Morally sound law helps us to distinguish right from wrong, innocence from guilt, and justice from injustice. But if the law from which we learn is not rooted in true morality, what we learn is misshapen, misguided, and misleading, because law always teaches. In such cases it teaches error. Put differently, ideas have consequences, and bad ideas have bad ones. The bad ideas encoded in supposedly morals-free law are corrosive of virtue, of duty, of civility, and of human fulfillment. One of the disastrous effects of allegedly morals-free legislation is that it tends to produce deep and widespread doubt in persons across the culture about what is right and what is wrong, which leaves only a resort to power as a way out of our moral dilemmas. In a moral vacuum, power and doubt rule all. Doubt makes us unsure of ourselves and of our beliefs; power makes those who have it despotic over those who do not. Without morality in law, we know less well and less surely what is right, and if we are ignorant about what is right and wrong, we can raise no compelling argument against evil, or even know it when we see it. Our ignorance makes it so.
Government and governing involve questions of value, questions about what is good, and what is good for us, as well as what is evil and what will do us harm. To instruct us regarding the good, to lead us toward it and to protect us from evil -- whether our own or someone else’s -- are all part of the function of law. But those who wish to exile virtue from the legal code, who wish to banish virtue from law and to render legislation a morality-free zone set these important and valuable functions of law at nought. Were those persons to succeed, both we and they would suffer incalculable harm, having had one of our most useful moral educators quite shut down, censored as it were. They would stop the moral voice of law, and in so doing would silence one of our most valuable instructors of civic virtue, thereby destroying one of our most effective guides to prudent social behavior and to the blessings that attend it.
All cultures are rooted in, and are expressions of, deeply held values.

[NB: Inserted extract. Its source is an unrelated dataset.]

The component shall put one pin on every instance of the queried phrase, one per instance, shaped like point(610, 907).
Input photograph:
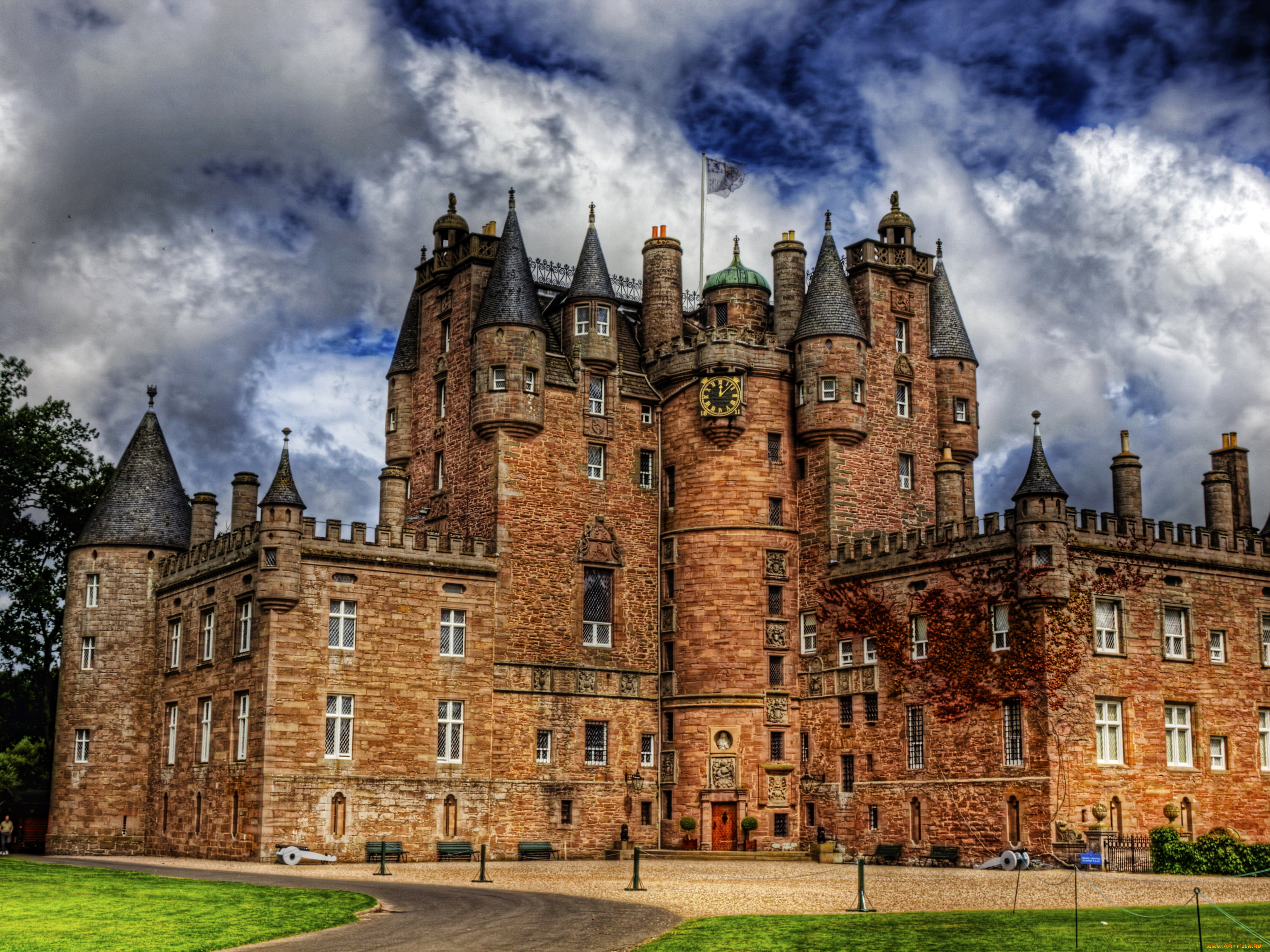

Cultures are the historical outworking of those values, the historical human consequences of those values, values that sometimes lead to compassion, beauty, war, deprivation, heroism, or degeneration. Law is a function of culture -- all cultures have law-- which means that law is a function of values, of morality. Law without values is cultural suicide, which is what those who wish to separate the one from the other are going to produce, whether they wish to do so or not.
In our age of increasingly complex moral problems, where technological advances outstrip our moral growth and understanding, we must do our level best to cultivate the wisest persons, the noblest motives, and the highest actions of which we are capable. To do so, we must make far better use of the law as tutor, as moral ennobler. We must remind ourselves repeatedly that the best habitat in which to raise ennobled citizens is a well-ordered society, one in which law is rooted in morality. We must not forget that law is an expression of, and a shaper of, the conscience of a nation. Consequently, the near-sighted and misguided movement to separate law from morality is as dangerous as it is impossible. Both for our nation and for us as individuals, our character is our future. Morality is destiny.
And what morality ought that to be? Simply put: God’s.
The laws of God, his commandments, are the righteous code of freedom, the rules that define and preserve both political freedom and its taproot, spiritual freedom. God’s laws are not merely the suppression of fallen human impulse. They are the honor code of liberation. They are the way authentically free persons conduct their business with Him and with one another: Now that you are free, here is how you ought to live.
God Himself declared as much to the ancient Israelites when, before He gave them His law, He reminded them that He was the very One who brought them out of slavery and bondage in Egypt (Exodus 20: 2). Now that they were a free people, here’s the way a free people ought to act; here’s the way they ought to conduct their affairs. If they were to be, and to remain, both morally and politically free, they must not lie (Exod. 20: 16); they must find ways of gaining rest for themselves and others (vv. 8-11); they must respect their elders, thereby acknowledging the debt they have to their ancestors and those who made the world they inherited (v. 12); they must respect and preserve private property (v. 15); they must respect human life and refrain from all murder (v. 13); they must not serve any false gods, for there is one God and one God only (vv. 2-7); and they must keep themselves free from envy, lust and inordinate desires, which themselves are bondage and indicate moral slavery (v. 17).
In other words, the freedom God gave them came with responsibilities, and these laws articulate the responsibilities. Freedom, to be preserved, comes with obligations. These laws are the preservatives and the obligations.
Freedom, furthermore, must be extended to others, and these laws are how to extend it to those who are foreigners and who live among you. As God never tired to remind the Israelites, they too were foreigners in other lands, and they knew first hand how bitter and crushing that experience could be (Exod. 22: 21, 23:9; Deut 5:5, 10: 19). Imposing that crushing bitterness on others is not the way freed and righteous persons ought to live.
And if the ancient Jews found this freedom and its obligations beyond their reach, as the unregenerate always do, then the law would do something else for them: It would lead them to The Great Liberator Himself (Gal. 3: 24), Who would set them free in soul, a liberation from which all other freedoms spring, and which helps to keep freed persons on the right side of the line that divides liberty from licentiousness.